We live in a predominantly secular society: 62% of people do not identify as Christian, according to the most recent British Social Attitudes survey. Of course, some of these people belong to other religions, but many do not belong to any religion at all. I emphasise that this is a really important Bill; this is by no means trivial. It is of the utmost importance that children are encouraged to respect good values: kindness, generosity, tolerance of difference and more. They need very regular opportunities to explore these vital moral and ethical issues. You could say that the single most important part of our education as a whole is learning, as children, about the important values of our society.

Assembly seems to be the main context for the consideration of these incredibly important values. If these important values are conveyed within a religious narrative with which the children simply do not identify at all, there is an extremely high risk, in my view, that children will therefore somehow disregard the values themselves that are being conveyed within that religious narrative. It is not a small matter. If we are to have a good society in future, we have to ensure that good moral values dominate across our population, and that depends on this Bill finding its way on to the statute book.

The extent to which religious narrative is regarded as unhelpful is quite strange to me—it is quite extraordinary and phenomenal. As the noble Baroness, Lady Burt, mentioned, in a 2019 YouGov poll, religious worship was ranked last in a list of 13 possible activities that might take place in a school assembly. I am quite surprised by that; it is staggering, actually. Other noble Lords have referred to the percentages of people who support discussion of environmental and other issues.
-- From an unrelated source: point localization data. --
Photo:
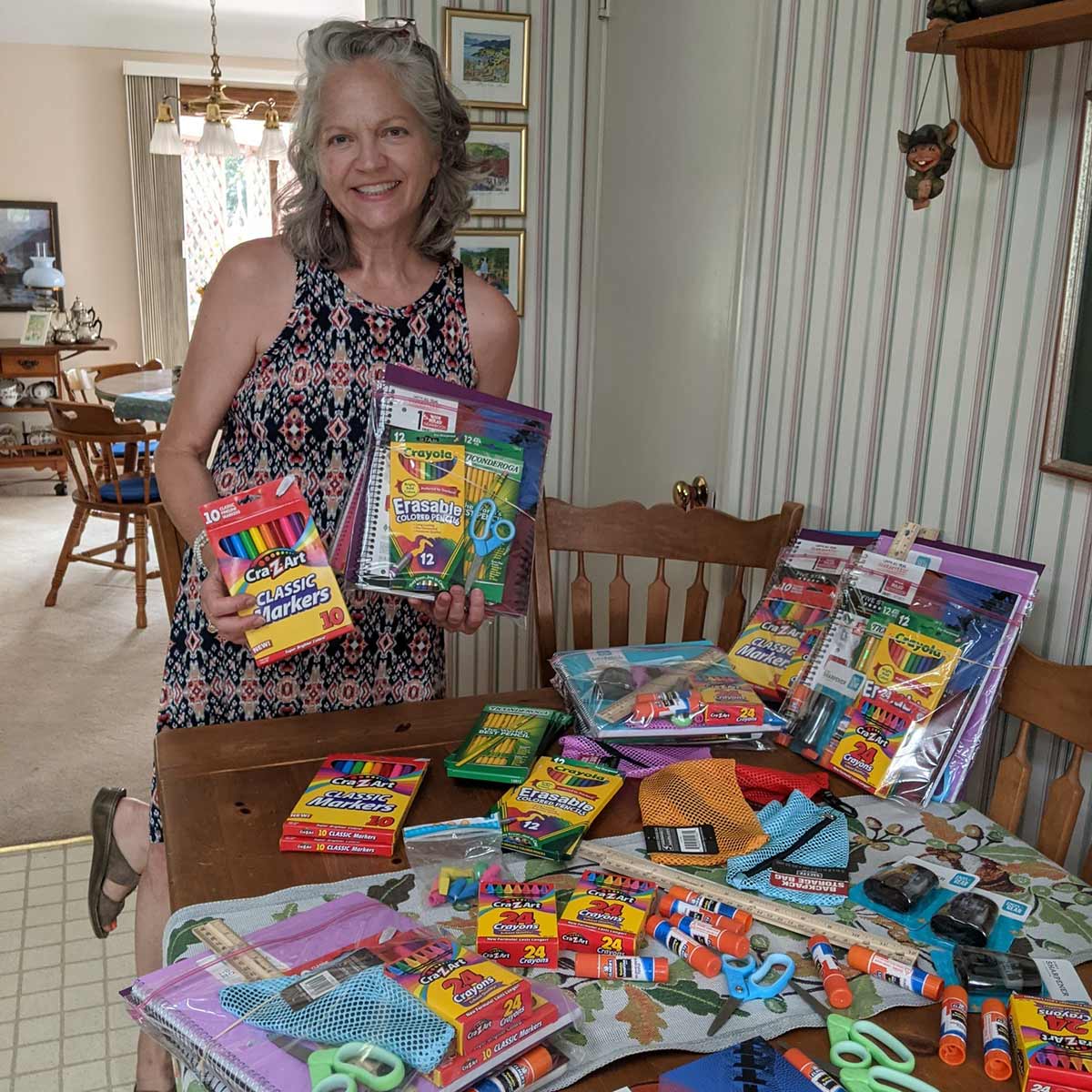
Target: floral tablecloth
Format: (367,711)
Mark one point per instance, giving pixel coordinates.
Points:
(625,1018)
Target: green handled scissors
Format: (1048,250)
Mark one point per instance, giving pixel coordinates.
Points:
(355,1066)
(857,1048)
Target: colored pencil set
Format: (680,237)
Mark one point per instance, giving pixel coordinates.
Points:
(267,545)
(354,804)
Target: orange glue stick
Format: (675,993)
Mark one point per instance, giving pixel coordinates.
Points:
(834,981)
(895,972)
(702,959)
(721,940)
(811,1071)
(953,1047)
(996,1053)
(723,909)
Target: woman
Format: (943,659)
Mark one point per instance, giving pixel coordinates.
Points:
(292,338)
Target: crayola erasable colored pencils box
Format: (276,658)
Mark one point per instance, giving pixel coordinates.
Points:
(518,924)
(605,915)
(1052,1044)
(268,546)
(479,998)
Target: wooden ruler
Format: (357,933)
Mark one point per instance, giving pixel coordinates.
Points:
(222,940)
(763,910)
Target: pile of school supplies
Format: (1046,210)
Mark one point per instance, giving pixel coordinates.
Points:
(267,546)
(355,804)
(505,742)
(446,494)
(685,692)
(551,812)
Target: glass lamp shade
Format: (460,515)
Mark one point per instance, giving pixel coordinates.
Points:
(217,139)
(272,146)
(165,139)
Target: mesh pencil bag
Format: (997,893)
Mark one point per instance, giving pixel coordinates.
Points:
(369,1007)
(806,858)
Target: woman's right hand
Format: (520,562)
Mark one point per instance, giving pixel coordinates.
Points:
(222,611)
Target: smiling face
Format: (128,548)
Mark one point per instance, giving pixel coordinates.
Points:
(924,157)
(375,157)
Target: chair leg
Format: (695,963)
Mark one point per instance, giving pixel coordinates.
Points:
(123,534)
(140,533)
(71,541)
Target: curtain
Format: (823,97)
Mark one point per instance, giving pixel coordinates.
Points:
(157,219)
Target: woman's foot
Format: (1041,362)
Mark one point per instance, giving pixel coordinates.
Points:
(119,829)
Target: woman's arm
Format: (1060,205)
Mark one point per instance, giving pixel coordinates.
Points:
(249,296)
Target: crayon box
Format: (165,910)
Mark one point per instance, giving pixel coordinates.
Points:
(268,546)
(518,924)
(480,999)
(606,915)
(1052,1044)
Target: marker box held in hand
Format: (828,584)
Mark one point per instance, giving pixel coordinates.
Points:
(268,546)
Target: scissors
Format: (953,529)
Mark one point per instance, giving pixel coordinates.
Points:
(857,1048)
(486,539)
(355,1066)
(745,977)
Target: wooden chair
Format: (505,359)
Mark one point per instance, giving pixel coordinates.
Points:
(108,487)
(628,529)
(1057,698)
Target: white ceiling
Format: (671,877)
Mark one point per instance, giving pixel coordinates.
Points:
(244,27)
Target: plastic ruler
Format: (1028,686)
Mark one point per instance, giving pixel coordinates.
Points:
(763,910)
(222,940)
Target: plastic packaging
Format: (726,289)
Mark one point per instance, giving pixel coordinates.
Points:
(446,495)
(453,857)
(250,1015)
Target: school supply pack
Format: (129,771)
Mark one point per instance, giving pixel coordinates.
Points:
(354,804)
(446,495)
(267,546)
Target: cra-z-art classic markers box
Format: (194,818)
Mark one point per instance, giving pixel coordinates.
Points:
(268,546)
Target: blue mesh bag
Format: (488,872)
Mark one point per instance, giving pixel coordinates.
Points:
(369,1007)
(806,860)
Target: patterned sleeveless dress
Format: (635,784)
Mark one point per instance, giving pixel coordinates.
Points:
(303,410)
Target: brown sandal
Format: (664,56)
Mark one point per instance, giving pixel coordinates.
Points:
(107,863)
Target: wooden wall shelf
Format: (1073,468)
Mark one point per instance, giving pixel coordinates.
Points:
(989,60)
For me, it is values, values, values that need to dominate in those assemblies.

I was not aware that the UK is the only sovereign state where Christian worship is compulsory in state schools, including those without a religious character. I confess that I was also unaware that, under the Human Rights Act 1998 and the United Nations Convention on the Rights of the Child, younger children have the right to freedom of religion or belief, which is not being respected here. Some argue that parents can remove their children from assemblies, but that is not an answer; as others have said, parents do not want to single out their children. Some argue that these determinations are the answer, whereby a school can gain an exemption from the broadly Christian requirement. Those determinations are so bureaucratic that only 42 schools have actually gone through that process. These things are not the answer; this is far too important for that sort of get-out.

The Bill seeks to implement the UN children’s rights committee recommendation. I very much respect the Minister who will respond to this debate. Can she please either agree that this Bill should be incorporated into statute by government or, perhaps, explain to us why it should not? I look forward to her answer.